All you need to do is specify an EJB name explicitly using @Stateful(name=...). -
2. Re: JNDI Problem ?
christophea Jun 18, 2007 3:14 PM (in response to christophea)Thanks for the reply...
I quickly had a look at the spec, where I found :The name annotation element defaults to the unqualified name of the bean class. The name?whether explicitly specified or defaulted?must be unique within the ejb-jar.
Plus, I actually had an error (i haven't noticed it) thrown by the EJB container at the beginning of the deployement, stating :jboss.j2ee:ear=Global_EAR_Project.ear,jar=EJB3_Action_Test.jar,name=SearchAction,service=EJB3 + is already registered
So it's very consistent with what you said.
Adding @Stateful(name="test/example1/search") and @Stateful(name="test/example2/search") where required, solved the problem.
Thanks for having made things clearer to me.
Now, just one more question I'd like to have your opinion on...

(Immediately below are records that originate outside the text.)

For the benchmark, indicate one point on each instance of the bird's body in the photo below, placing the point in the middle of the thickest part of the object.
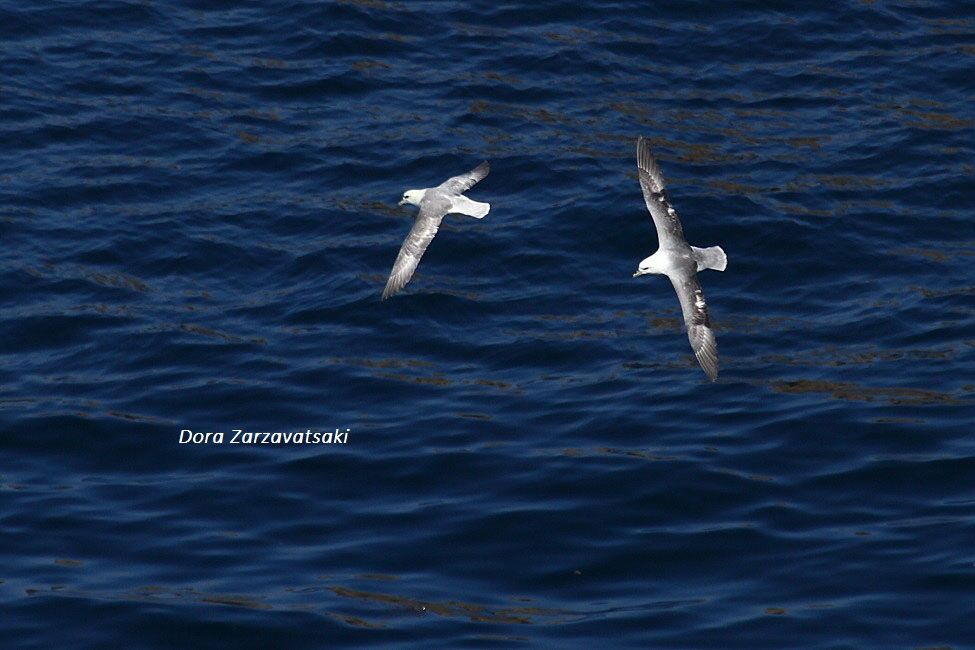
(434, 203)
(679, 261)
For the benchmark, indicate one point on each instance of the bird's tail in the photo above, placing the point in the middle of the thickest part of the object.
(476, 209)
(710, 258)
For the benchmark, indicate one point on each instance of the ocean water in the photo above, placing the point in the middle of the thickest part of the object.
(197, 217)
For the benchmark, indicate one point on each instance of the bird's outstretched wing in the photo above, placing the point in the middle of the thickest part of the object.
(696, 320)
(424, 229)
(464, 182)
(664, 216)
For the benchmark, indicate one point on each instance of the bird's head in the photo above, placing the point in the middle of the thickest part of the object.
(413, 197)
(648, 266)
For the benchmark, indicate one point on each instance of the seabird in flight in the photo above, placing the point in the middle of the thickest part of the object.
(679, 261)
(434, 204)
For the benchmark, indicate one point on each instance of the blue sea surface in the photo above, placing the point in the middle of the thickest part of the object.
(198, 213)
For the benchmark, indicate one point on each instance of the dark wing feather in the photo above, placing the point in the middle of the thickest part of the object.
(464, 182)
(424, 229)
(664, 216)
(696, 320)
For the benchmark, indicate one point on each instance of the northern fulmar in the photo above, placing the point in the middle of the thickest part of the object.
(679, 261)
(434, 203)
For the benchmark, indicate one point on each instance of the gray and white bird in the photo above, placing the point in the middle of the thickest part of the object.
(434, 203)
(679, 261)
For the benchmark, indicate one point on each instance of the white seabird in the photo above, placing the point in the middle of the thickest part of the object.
(434, 203)
(679, 261)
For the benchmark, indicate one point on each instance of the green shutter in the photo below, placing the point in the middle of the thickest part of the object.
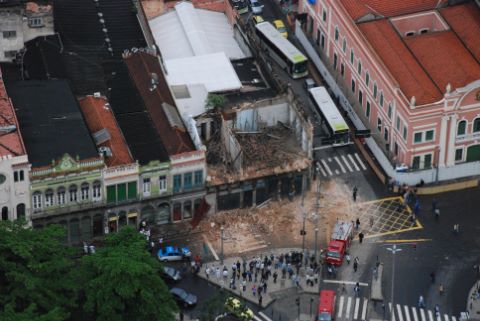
(122, 192)
(111, 194)
(132, 190)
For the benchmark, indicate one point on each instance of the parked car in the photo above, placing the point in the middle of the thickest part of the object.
(171, 274)
(257, 19)
(173, 253)
(280, 26)
(183, 297)
(256, 6)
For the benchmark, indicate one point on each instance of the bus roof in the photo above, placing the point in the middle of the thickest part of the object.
(285, 46)
(328, 109)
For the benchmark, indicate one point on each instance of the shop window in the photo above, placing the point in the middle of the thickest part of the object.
(462, 125)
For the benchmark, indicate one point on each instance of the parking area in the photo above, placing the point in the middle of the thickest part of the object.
(385, 216)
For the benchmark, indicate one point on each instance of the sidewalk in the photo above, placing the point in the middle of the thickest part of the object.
(473, 302)
(281, 288)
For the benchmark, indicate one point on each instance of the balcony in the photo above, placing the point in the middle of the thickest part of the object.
(55, 210)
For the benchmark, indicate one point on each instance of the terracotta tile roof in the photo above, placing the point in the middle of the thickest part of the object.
(388, 8)
(445, 59)
(11, 142)
(141, 65)
(99, 117)
(464, 20)
(413, 80)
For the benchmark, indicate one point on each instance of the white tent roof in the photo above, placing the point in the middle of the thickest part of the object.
(187, 31)
(215, 71)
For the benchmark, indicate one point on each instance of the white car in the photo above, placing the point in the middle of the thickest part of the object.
(256, 6)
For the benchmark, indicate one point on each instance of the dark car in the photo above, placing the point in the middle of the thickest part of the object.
(171, 274)
(183, 297)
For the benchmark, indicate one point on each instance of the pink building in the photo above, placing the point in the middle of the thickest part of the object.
(411, 72)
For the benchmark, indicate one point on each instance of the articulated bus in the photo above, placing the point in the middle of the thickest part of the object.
(282, 50)
(336, 125)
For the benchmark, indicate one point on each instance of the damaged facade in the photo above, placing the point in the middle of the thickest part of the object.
(260, 151)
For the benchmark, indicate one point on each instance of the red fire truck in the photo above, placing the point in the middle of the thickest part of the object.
(342, 235)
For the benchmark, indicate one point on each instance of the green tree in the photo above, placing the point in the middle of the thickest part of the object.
(121, 281)
(215, 101)
(36, 280)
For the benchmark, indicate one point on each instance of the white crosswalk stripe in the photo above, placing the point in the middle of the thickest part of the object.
(350, 157)
(324, 163)
(346, 163)
(414, 312)
(340, 307)
(349, 305)
(422, 313)
(407, 315)
(355, 312)
(340, 164)
(352, 308)
(360, 162)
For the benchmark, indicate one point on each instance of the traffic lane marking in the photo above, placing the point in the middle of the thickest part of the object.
(345, 282)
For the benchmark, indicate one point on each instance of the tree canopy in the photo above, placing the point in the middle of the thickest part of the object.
(42, 279)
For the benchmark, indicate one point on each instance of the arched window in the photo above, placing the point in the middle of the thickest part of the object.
(73, 193)
(462, 125)
(61, 195)
(37, 201)
(21, 211)
(85, 191)
(97, 187)
(49, 197)
(476, 125)
(4, 213)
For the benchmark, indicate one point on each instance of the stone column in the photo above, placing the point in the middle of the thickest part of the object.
(442, 144)
(451, 141)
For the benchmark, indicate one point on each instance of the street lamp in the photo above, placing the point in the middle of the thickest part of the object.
(394, 250)
(221, 246)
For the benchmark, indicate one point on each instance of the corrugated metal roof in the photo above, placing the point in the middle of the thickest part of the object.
(187, 31)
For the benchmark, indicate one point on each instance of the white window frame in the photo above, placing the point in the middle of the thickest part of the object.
(162, 183)
(147, 186)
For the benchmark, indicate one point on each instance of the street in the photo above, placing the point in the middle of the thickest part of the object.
(426, 246)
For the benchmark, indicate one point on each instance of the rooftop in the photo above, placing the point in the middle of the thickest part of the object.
(414, 61)
(51, 122)
(11, 142)
(388, 8)
(100, 119)
(187, 31)
(159, 102)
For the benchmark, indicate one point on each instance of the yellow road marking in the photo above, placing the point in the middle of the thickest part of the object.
(404, 241)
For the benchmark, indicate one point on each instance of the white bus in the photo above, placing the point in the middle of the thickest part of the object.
(335, 123)
(282, 50)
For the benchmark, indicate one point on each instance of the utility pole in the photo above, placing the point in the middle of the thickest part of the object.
(221, 242)
(394, 250)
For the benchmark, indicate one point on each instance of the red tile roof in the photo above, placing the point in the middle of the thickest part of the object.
(464, 20)
(141, 65)
(99, 117)
(445, 59)
(413, 80)
(387, 8)
(11, 143)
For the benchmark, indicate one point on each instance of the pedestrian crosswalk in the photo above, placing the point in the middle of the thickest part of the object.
(355, 308)
(409, 313)
(352, 308)
(342, 164)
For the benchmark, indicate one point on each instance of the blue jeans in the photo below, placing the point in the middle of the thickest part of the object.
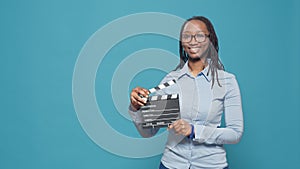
(161, 166)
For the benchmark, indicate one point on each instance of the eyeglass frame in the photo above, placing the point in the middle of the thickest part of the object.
(194, 37)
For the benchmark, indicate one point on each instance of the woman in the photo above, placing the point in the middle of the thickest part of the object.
(206, 92)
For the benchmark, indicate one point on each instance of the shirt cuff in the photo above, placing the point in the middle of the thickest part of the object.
(198, 130)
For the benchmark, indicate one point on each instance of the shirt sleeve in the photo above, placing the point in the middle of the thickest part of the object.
(233, 131)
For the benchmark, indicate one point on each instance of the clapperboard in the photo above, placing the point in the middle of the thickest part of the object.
(160, 110)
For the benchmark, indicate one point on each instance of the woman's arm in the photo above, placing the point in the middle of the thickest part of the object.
(233, 131)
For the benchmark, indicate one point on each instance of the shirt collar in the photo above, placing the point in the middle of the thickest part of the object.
(186, 71)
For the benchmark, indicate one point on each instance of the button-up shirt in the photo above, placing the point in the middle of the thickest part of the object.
(202, 105)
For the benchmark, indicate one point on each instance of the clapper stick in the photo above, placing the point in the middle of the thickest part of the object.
(160, 110)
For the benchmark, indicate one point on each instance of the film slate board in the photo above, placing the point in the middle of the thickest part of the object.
(160, 110)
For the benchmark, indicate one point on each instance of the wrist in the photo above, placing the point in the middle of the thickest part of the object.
(192, 134)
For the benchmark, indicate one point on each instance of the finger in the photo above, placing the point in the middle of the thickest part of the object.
(136, 102)
(138, 98)
(142, 91)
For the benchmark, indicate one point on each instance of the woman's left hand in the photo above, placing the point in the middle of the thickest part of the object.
(181, 127)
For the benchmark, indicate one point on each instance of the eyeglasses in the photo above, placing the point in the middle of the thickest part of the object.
(199, 37)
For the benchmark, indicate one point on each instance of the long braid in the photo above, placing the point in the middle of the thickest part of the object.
(215, 63)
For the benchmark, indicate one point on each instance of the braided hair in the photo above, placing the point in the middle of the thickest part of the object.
(213, 48)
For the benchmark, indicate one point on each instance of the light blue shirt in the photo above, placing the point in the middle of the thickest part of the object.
(201, 105)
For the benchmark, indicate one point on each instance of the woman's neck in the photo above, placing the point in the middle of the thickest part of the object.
(196, 66)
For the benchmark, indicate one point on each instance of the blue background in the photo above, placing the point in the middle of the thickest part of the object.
(40, 42)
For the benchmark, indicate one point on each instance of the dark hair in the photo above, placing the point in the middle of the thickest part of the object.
(215, 63)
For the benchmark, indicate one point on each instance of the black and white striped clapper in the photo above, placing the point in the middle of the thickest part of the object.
(160, 110)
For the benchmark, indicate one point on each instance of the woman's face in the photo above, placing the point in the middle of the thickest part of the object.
(194, 39)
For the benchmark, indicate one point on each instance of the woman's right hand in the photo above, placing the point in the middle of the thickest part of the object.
(135, 99)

For large application developpement with Seam, you finally end up with beans that look like :package com.my.package; @Stateful(name="com/my/package") @Name("com.my.package.MyBean") public class MyBeanAction implements MyBean ...
Don't you think there is too much redundancy ?
(Seam turned me into a loafer) -
3. Re: JNDI Problem ?
gavin.king Jun 18, 2007 3:20 PM (in response to christophea)Yes, its definitely too redundant. Web Beans will default component names, and we may well decide to default to a qualified name (though thats by no means certain). Unfortunately we're stuck with the EJB name default.
But notice that EJB names are only unique in the ejb-jar. So for a truly large app you would usually package things into multiple ejb-jars.
Seam/Web Beans names are different, they need to be unique in the whole ear, and so I think there's an even stronger argument for defaulting to a qualified name.